En el proceso de nuestra misión étnica, la guerra de emancipación de España significa una crisis peligrosa. No quiero decir con esto que la guerra no debió hacerse ni que no debió triunfar. En determinadas épocas el fin trascendente tiene que quedar aplazado; la raza espera, en tanto que la patria urge, y la patria es el presente inmediato e indispensable. Era imposible seguir dependiendo de un cetro que de tropiezo en tropiezo y de descalabro en bochorno había ido bajando hasta caer en las manos sin honra de un Fernando VII. Se pudo haber tratado en las Cortes de Cádiz para organizar una libre Federación Castellana; no se podía responder a la Monarquía sino batiéndole sus enviados. En este punto la visión de Mina fue cabal: implantar la libertad en el Nuevo Mundo v derrocar después la Monarquía en España. Ya que la imbecilidad de la época impidió que se cumpliera este genial designio, procuremos al menos tenerlo presente. Reconozcamos que fue una desgracia no haber procedido con la cohesión que demostraron los del Norte; la raza prodigiosa, a la que solemos llenar de improperios, sólo porque nos ha ganado cada partida de la lucha secular. Ella triunfa porque aduna sus capacidades prácticas con la visión clara de un gran destino. Conserva presente la intuición de una misión histórica definida, en tanto que nosotros nos perdemos en el laberinto de quimeras verbales. Parece que Dios mismo conduce los pasos del sajonismo, en tanto que nosotros nos matamos por el dogma o nos proclamamos ateos. ¡Cómo deben de reír de nuestros desplantes y vanidades latinas estos fuertes constructores de imperios! Ellos no tienen en la mente el lastre ciceroniano de la fraseología, ni en la sangre los instintos contradictorios de la mezcla de razas disímiles; pero cometieron el pecado de destruir esas razas, en tanto que nosotros las asimilamos, y esto nos da derechos nuevos y esperanzas de una misión sin precedente en la Historia.
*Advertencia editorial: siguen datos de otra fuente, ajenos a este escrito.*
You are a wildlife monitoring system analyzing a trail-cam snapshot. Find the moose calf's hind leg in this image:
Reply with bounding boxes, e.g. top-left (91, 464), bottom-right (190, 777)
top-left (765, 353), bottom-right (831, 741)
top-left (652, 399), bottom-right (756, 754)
De aquí que los tropiezos adversos no nos inclinen a claudicar; vagamente sentimos que han de servirnos para descubrir nuestra ruta. Precisamente, en las diferencias encontramos el camino; si no más imitamos, perdemos; si descubrimos, si creamos, triunfaremos. 
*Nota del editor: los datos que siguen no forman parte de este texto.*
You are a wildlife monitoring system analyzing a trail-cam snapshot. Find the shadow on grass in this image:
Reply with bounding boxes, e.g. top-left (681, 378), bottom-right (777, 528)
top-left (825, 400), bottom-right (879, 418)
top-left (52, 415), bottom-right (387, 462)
La ventaja de nuestra tradición es que posee mayor facilidad de simpatía con los extraños. Esto implica que nuestra civilización, con todos sus defectos, puede ser la elegida para asimilar y convertir a un nuevo tipo a todos los hombres. En ella se prepara de esta suerte la trama, el múltiple y rico plasma de la Humanidad futura. Comienza a advertirse este mandato de la Historia en esa abundancia de amor que permitió a los españoles crear una raza nueva con el indio y con el negro; prodigando la estirpe blanca a través del soldado que engendraba familia indígena y la cultura de Occidente por medio de la doctrina y el ejemplo de los misioneros que pusieron al indio en condiciones de generar en la nueva etapa, la etapa del mundo Uno. La colonización española creó mestizaje; esto señala su carácter, fija su responsabilidad y define su porvenir. El inglés siguió cruzándose sólo con el blanco, y exterminó al indígena; lo sigue exterminando en la sorda lucha económica, más eficaz que la conquista armada. Esto prueba su limitación y es el indicio de su decadencia. Equivale, en grande, a los matrimonios incestuosos de los Faraones, que minaron la virtud de aquella raza, y contradice el fin ulterior de la Historia, que es lograr la fusión de los pueblos y las culturas. Hacer un mundo inglés; exterminar a los rojos, para que en toda la América se renueve el norte de Europa, hecho de blancos puros, no es más que repetir el proceso victorioso de una raza vencedora. Ya esto lo hicieron los rojos; lo han hecho o lo han intentado todas las razas fuertes y homogéneas; pero eso no resuelve el problema humano; para un objetivo tan menguado no se quedó en reserva cinco mil años la América. El objeto del continente nuevo y antiguo es mucho más importante. Su predestinación obedece al designio de constituir la cuna de una raza quinta en la que se fundirán todos los pueblos, para reemplazar a las cuatro que aisladamente han venido forjando la Historia. En el suelo de América hallará término la dispersión, allí se consumará la unidad por el triunfo del amor fecundo, y la superación de todas las estirpes.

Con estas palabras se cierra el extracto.